“Thwarted lives have the most character-conditioned hate… The easiest idea to sell someone is that they are better than someone else. The appeal of the Ku Klux Klan and racist agitators rests on this type of salesmanship,” wrote psychologist Gordon Allport in 1958.
His warning from more than 60 years ago came true again in modern-day America on May 14. On that day, a young white gunman named Payton Gendron—motivated by what the killer himself listed as white supremacy, antisemitism and fascism—opened fire at a supermarket in an African-American community in Buffalo, NY, killing 10 people and raising once again the specter of domestic terrorism right here in America.

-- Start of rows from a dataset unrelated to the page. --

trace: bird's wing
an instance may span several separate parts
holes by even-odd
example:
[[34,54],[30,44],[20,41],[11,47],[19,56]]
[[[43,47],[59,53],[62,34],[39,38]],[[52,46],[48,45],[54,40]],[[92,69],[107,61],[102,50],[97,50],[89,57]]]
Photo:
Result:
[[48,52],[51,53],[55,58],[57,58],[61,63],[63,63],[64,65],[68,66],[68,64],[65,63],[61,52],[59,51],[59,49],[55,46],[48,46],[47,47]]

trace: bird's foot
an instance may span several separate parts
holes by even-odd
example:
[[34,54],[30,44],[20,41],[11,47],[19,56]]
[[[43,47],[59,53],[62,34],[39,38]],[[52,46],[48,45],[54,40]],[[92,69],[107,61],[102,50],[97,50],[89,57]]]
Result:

Not since 1901, when a pistol-packing anarchist murdered President William McKinley in Buffalo, has an act of gun violence focused the eyes of the world on the city near Niagara Falls. The massacre in Buffalo was only the latest in a long line of killings that can be traced back to the deadly doctrines of right-wing extremists. In 2015, a front-page story in The New York Times warned about the dangers of homegrown terrorism, saying that since Sept. 11, 2001, when foreign-born terrorists attacked the United States, “… nearly twice as many people have been killed by white supremacists, anti-government fanatics and other non-Muslim extremists than by fanatical Muslims.”
The massacre in Buffalo is only the latest in a long line of murders committed by homegrown Hitler’s helpers right here in the United States in recent years. In 2015, Dylann Roof gunned down nine worshippers at a historic African-American church in Charleston, SC. Roof was a follower of Klan and neo-Confederate ideology who is now in prison in the Palmetto State. The families of his victims forgave him, but the state did not, and Roof will spend the rest of his life behind bars for his crimes.
In 2014, a year before Roof’s madness shocked America and the world, a longtime right-wing extremist named Frazier Glenn Miller was arrested after he gunned down three people outside a Jewish community center and a Jewish retirement home in Overland Park, KS. Miller was 73 at the time of his crime, and he was the leader of neo-Nazi groups in North Carolina. He called himself an “Aryan warrior” and shouted “Heil Hitler!” from the back seat of the police car where he was handcuffed after his arrest. Miller died in prison at the age of 80 in 2021.
In 2009, a white supremacist and Holocaust denier named James von Brunn killed a security guard during an attack on the Holocaust Memorial Museum in Washington, DC. When police searched his apartment in nearby Annapolis, MD, they found a rifle, ammunition, child pornography and a painting of Jesus Christ and Adolf Hitler posed together. Von Brunn died in custody at the age of 89 in 2010.
Miller and von Brunn were old men when they committed their crimes. Roof and Gendron were young. All shared the mad ideology of the extreme right wing.
For too long, domestic terrorists have attacked schools, churches, mosques and synagogues across this nation. For too long, African-American communities have been plagued by institutionalized racism, white supremacy, poverty, guns and gangs. The massacre in Buffalo is just one more sad confirmation of the words of warning written by journalist George Seldes back in 1950: “The main threat to democracy comes not from the extreme left but from the extreme right, which is able to buy huge sections of the press and radio and wages a constant campaign to smear and discredit every progressive and humanitarian measure.”